TexMexpatriats: Scoring an Apartment in Munich #3

Ryan’s Wednesday Afternoon, part 1 – Prep for the Appointment

It’s a sunny day amid a cluster of rainy ones, but that’s not even a little important. I have two hours to eat lunch, figure out how to make copies of documents, make those copies, put together a packet of the documents I copy, and then make my way to the apartment I’m viewing at 3pm.

The part that has me the most nervous is the part about finding out how to make copies. I haven’t seen a Kinko’s in two weeks. What on Earth does a German copy center look like? Do they exist? I’ll start by asking the front desk of our apartment complex. The lady there speaks perfect English, so that conversation will be easy.

“Hallo!” I say to her when I walk in. “Can I make copies in here?

“No, I’m sorry, we don’t have a copy machine.”

“Oh, okay. Where can I go to do that?”

“Ummm, I’m not really sure. The Internet Cafe across the plaza might have one.”

“Okay, danke shoen!”

“Bitte shoen!”

Now, I’m sprinting across the plaza. The Internet Cafe is a closet with three desktop PCs and a guy behind a desk.

“Hallo!” I say. “Haben sie ein…uh…copygerät?” I really hope that “copygerät” is a word.
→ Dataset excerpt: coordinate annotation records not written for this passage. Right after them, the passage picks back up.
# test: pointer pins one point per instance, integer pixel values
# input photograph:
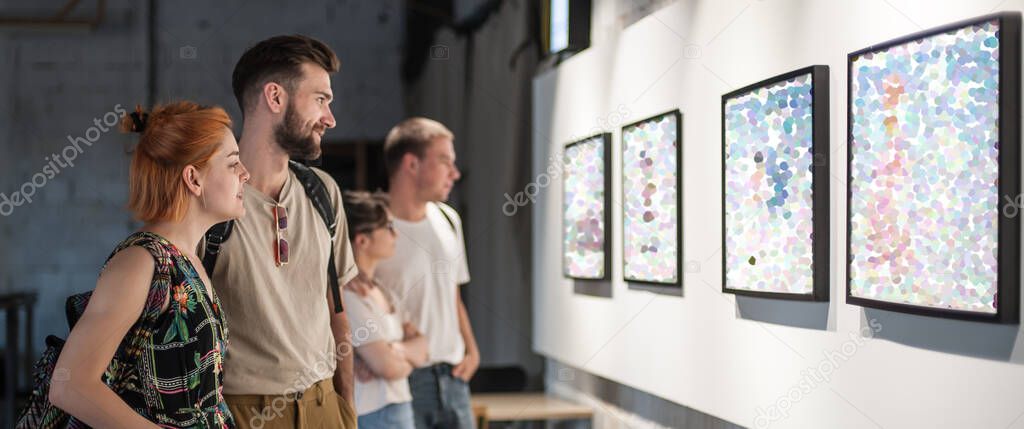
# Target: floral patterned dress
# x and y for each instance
(175, 368)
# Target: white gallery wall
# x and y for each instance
(757, 362)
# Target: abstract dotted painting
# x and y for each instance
(775, 185)
(651, 208)
(934, 172)
(585, 208)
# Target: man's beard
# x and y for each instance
(290, 138)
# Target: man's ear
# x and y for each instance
(274, 96)
(410, 161)
(359, 241)
(193, 179)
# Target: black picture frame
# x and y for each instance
(819, 186)
(1008, 275)
(679, 201)
(606, 151)
(578, 31)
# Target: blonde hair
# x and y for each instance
(412, 136)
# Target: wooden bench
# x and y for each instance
(523, 408)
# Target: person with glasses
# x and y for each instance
(390, 346)
(148, 349)
(290, 360)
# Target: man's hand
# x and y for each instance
(468, 366)
(363, 372)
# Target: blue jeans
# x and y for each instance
(439, 400)
(397, 416)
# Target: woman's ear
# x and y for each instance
(193, 180)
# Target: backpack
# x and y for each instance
(316, 192)
(39, 413)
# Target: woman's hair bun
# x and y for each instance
(135, 121)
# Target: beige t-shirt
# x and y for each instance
(280, 317)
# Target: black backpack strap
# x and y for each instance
(448, 217)
(215, 237)
(316, 192)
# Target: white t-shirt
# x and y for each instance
(424, 275)
(371, 324)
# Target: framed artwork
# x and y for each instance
(651, 204)
(934, 172)
(586, 207)
(775, 186)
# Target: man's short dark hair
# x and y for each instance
(279, 59)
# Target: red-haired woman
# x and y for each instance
(154, 311)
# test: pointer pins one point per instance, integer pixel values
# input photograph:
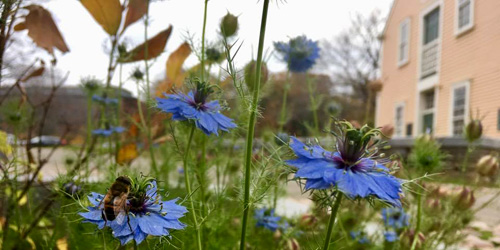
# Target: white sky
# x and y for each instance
(317, 19)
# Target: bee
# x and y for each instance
(115, 201)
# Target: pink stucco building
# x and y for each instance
(440, 64)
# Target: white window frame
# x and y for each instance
(419, 110)
(455, 86)
(458, 30)
(432, 80)
(399, 105)
(405, 60)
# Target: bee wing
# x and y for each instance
(120, 205)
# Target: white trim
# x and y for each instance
(399, 105)
(418, 110)
(404, 61)
(438, 4)
(454, 86)
(377, 107)
(459, 31)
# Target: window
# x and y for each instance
(428, 112)
(459, 108)
(464, 15)
(399, 120)
(404, 42)
(431, 26)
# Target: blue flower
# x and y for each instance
(391, 236)
(265, 218)
(359, 237)
(395, 218)
(195, 107)
(104, 100)
(352, 169)
(108, 132)
(147, 215)
(299, 53)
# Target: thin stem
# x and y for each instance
(188, 186)
(251, 126)
(333, 215)
(283, 104)
(419, 220)
(203, 42)
(148, 92)
(313, 104)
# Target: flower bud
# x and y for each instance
(282, 139)
(474, 130)
(409, 236)
(250, 73)
(433, 205)
(387, 130)
(213, 55)
(465, 199)
(71, 189)
(229, 25)
(277, 234)
(292, 244)
(308, 221)
(487, 166)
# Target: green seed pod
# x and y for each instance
(250, 71)
(474, 130)
(487, 166)
(229, 25)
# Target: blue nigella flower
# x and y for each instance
(359, 237)
(147, 215)
(108, 132)
(195, 107)
(104, 100)
(265, 218)
(391, 236)
(353, 168)
(395, 218)
(299, 53)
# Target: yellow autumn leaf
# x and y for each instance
(23, 199)
(5, 148)
(127, 153)
(108, 13)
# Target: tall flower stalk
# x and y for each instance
(251, 125)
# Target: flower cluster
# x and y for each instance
(353, 169)
(144, 213)
(108, 132)
(299, 53)
(195, 107)
(265, 218)
(395, 219)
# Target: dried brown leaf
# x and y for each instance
(108, 13)
(43, 30)
(135, 10)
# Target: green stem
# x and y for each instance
(188, 187)
(283, 104)
(203, 42)
(313, 104)
(251, 126)
(148, 92)
(333, 215)
(419, 220)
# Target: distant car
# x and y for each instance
(47, 140)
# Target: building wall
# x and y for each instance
(473, 56)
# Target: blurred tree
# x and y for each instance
(352, 58)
Desk guy looks puzzled. He says some German stuff that I haven’t learned, yet. Crap, it’s probably not a word. “Danke!” I say and run out the door. Hopefully, he wasn’t offering me some free copies.

Papier

I spin around, examining the signs above the shops in the plaza. Kartoffelhaus–no. Discount Store–no. Thai Food–no. Papier–maybe? I run to Papier.

Papier is a larger closet than the Internet Cafe is. The doorway features some stationary, so I’m optimistic. I enter. The clerk is behind the counter helping a woman with some envelopes. The old woman isn’t a copy machine, so I don’t focus on her for too long. I scan the place until my eyes pass in front of the counter. There it is!
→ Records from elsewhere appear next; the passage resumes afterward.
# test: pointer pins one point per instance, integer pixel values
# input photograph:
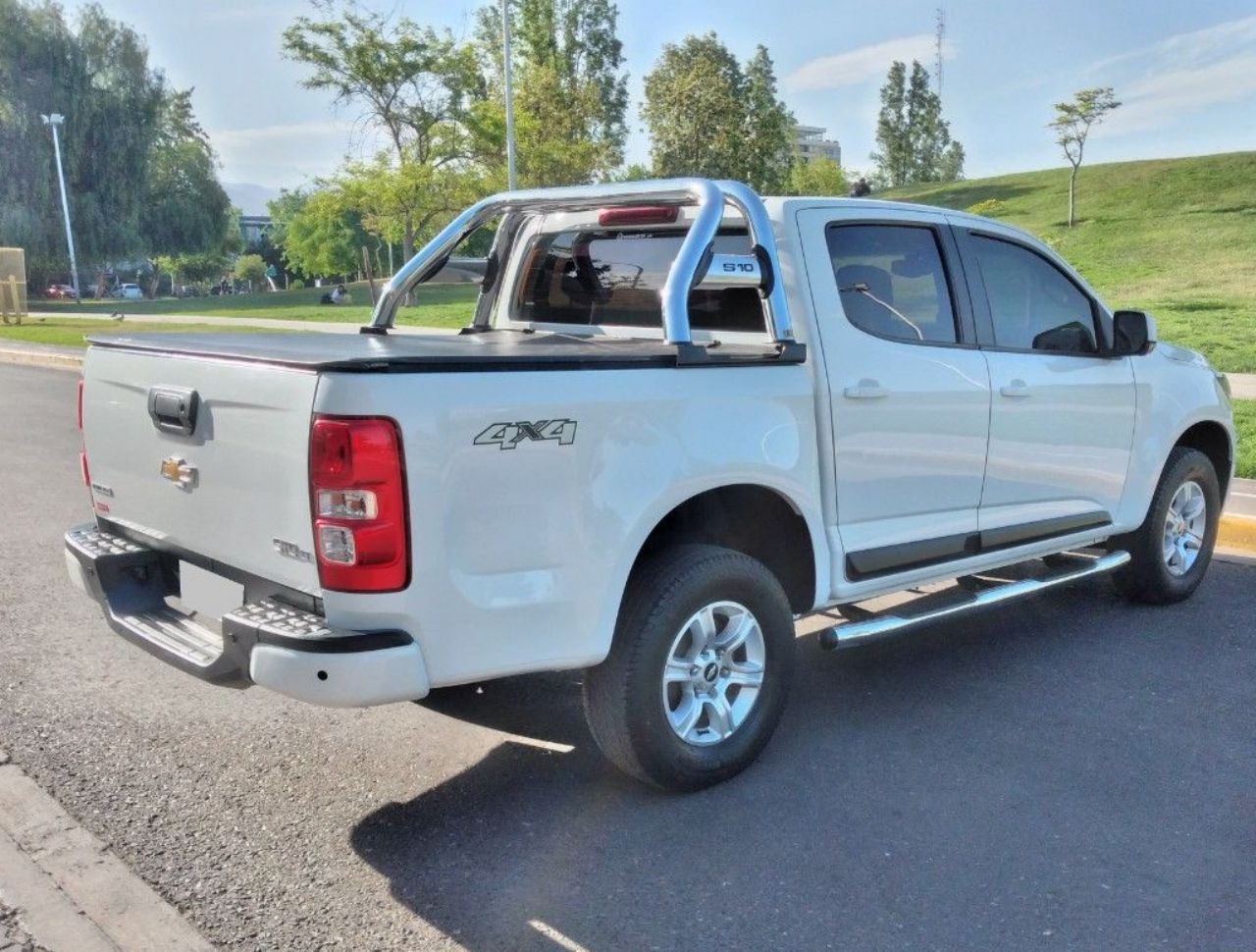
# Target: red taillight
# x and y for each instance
(358, 503)
(640, 215)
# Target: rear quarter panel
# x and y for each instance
(520, 555)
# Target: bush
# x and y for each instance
(990, 207)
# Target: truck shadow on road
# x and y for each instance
(910, 794)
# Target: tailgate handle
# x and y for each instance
(174, 408)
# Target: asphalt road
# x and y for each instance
(1073, 772)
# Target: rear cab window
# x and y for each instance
(610, 278)
(892, 282)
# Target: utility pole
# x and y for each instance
(510, 97)
(938, 39)
(55, 120)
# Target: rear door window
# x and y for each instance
(613, 278)
(892, 282)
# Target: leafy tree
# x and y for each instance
(97, 76)
(184, 209)
(709, 117)
(570, 94)
(914, 140)
(249, 268)
(411, 81)
(324, 237)
(769, 139)
(820, 176)
(1072, 126)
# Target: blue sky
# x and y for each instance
(1184, 71)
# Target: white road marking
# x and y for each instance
(556, 937)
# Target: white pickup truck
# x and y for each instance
(681, 417)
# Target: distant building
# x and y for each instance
(811, 143)
(252, 228)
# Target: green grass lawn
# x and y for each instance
(435, 305)
(68, 332)
(1172, 237)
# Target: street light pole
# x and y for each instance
(55, 120)
(510, 98)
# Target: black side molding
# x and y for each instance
(887, 559)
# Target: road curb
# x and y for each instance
(72, 893)
(31, 357)
(1237, 534)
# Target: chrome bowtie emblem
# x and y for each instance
(179, 471)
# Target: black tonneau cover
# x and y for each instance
(449, 353)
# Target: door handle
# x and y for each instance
(1017, 390)
(866, 389)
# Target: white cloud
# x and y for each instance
(860, 66)
(1178, 76)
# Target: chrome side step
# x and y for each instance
(882, 625)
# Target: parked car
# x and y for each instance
(681, 418)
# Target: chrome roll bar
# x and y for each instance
(690, 268)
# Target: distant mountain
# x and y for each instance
(250, 198)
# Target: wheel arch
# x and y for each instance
(750, 517)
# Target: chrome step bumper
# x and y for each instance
(896, 620)
(261, 642)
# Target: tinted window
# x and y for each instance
(614, 278)
(1032, 304)
(892, 282)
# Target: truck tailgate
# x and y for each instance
(234, 489)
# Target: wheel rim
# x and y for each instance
(1184, 525)
(713, 673)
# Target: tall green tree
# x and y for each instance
(914, 140)
(1072, 126)
(409, 81)
(769, 142)
(707, 116)
(97, 76)
(570, 93)
(186, 210)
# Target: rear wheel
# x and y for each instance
(699, 672)
(1170, 553)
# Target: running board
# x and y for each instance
(882, 625)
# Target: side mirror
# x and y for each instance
(1134, 332)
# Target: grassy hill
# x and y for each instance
(1174, 237)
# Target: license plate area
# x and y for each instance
(206, 593)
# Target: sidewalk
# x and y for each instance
(63, 890)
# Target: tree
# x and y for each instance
(769, 140)
(709, 117)
(1072, 126)
(184, 209)
(97, 76)
(249, 268)
(820, 176)
(914, 139)
(412, 83)
(570, 90)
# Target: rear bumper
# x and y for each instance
(263, 642)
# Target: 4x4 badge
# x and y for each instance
(507, 436)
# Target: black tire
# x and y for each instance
(1147, 578)
(624, 695)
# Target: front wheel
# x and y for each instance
(699, 672)
(1171, 552)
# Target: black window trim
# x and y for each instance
(981, 300)
(952, 270)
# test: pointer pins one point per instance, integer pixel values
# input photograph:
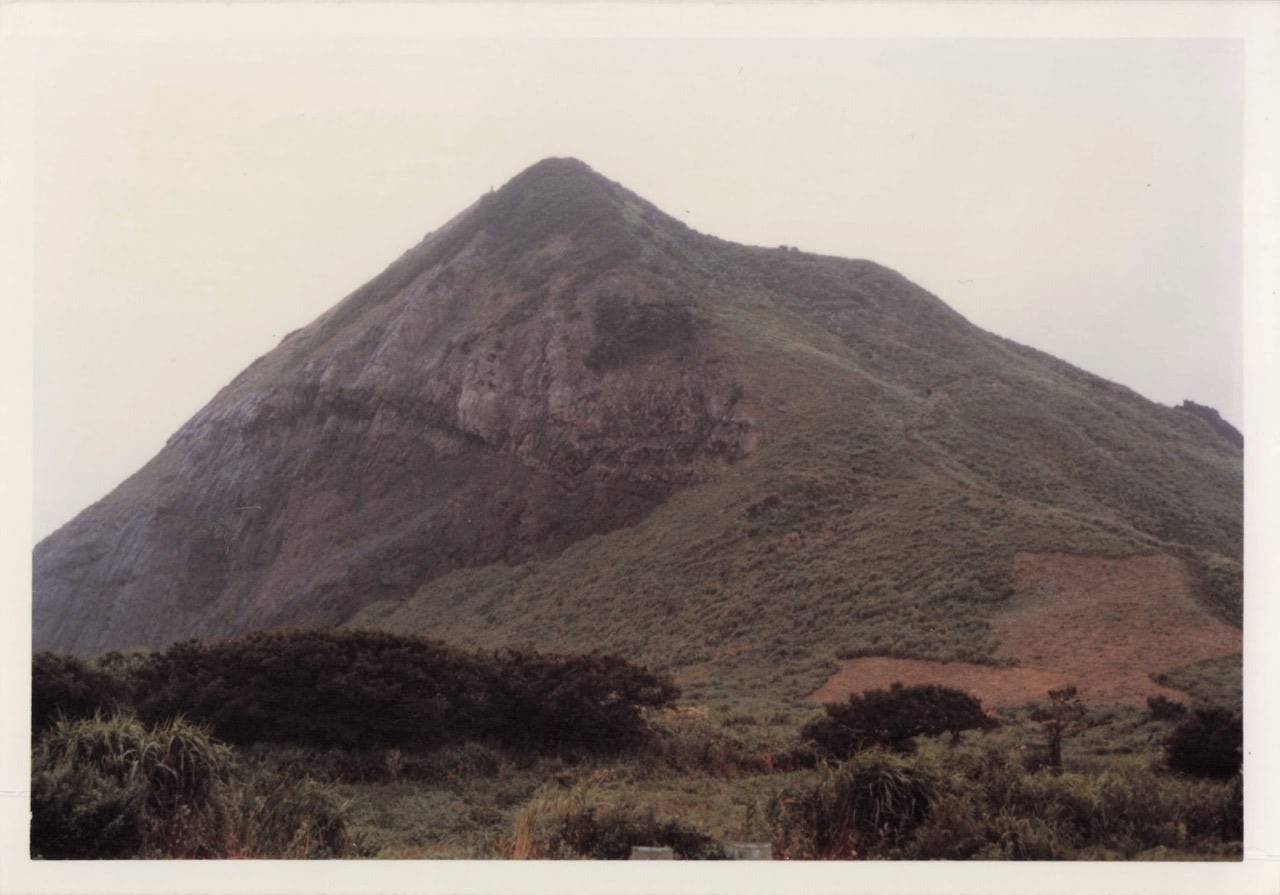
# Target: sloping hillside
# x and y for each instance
(566, 419)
Once the clerk finishes helping the woman, I approach him.

“Hallo!” Learning a bit from my last encounter, I open this conversation differently. “Jetzt, ich spreche nicht so gut Deutsch.”
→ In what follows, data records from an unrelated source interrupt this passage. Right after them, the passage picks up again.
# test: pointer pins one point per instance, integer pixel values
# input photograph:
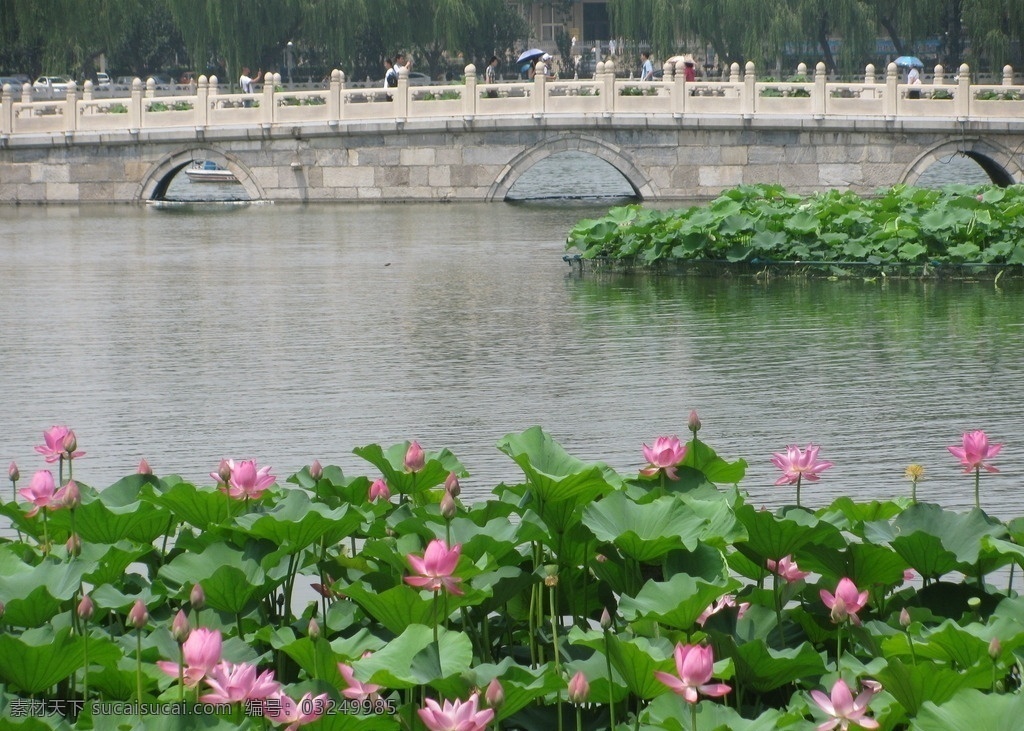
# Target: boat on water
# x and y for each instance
(209, 171)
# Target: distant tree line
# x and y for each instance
(985, 34)
(139, 37)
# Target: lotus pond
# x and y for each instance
(958, 230)
(573, 598)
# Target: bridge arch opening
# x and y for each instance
(967, 161)
(571, 167)
(168, 181)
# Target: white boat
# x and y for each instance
(209, 171)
“Ah, ist okay,” he reassures me, but not exactly in a friendly way. Then, he says some B21 German things with an inquisitive face, so I get the message that he wants to know what I need.

“Ich suerche ein,” then I try it again “copygerät.”

“Ja, wir haben,” he says (or something like that). Maybe copygerät is a word? Or maybe he knows English.

Then I have to abandon German–I really can’t wait until we get to the “asking store clerks to help you” part of the class–and I ask “Can I make copies of these documents?”

“Ja, wie viele?” (Or something close to that).

“Drei, und drei, und drei…” I say as I show him my documents. I’m trying to say I need three of each.

“Okay.” And then he makes my copies before telling me how much and collecting his payment.

I’m done! I have my copies. Now, it’s bratwurst time. I’ll need all the energy I can get–it’s only about 20 minutes until I need to put those copies I just made to good use.

1German courses progress from A1, A2, B1…C2, where C2 is Twain-like command of the German language. I’m a quarter of the way through A1 right now.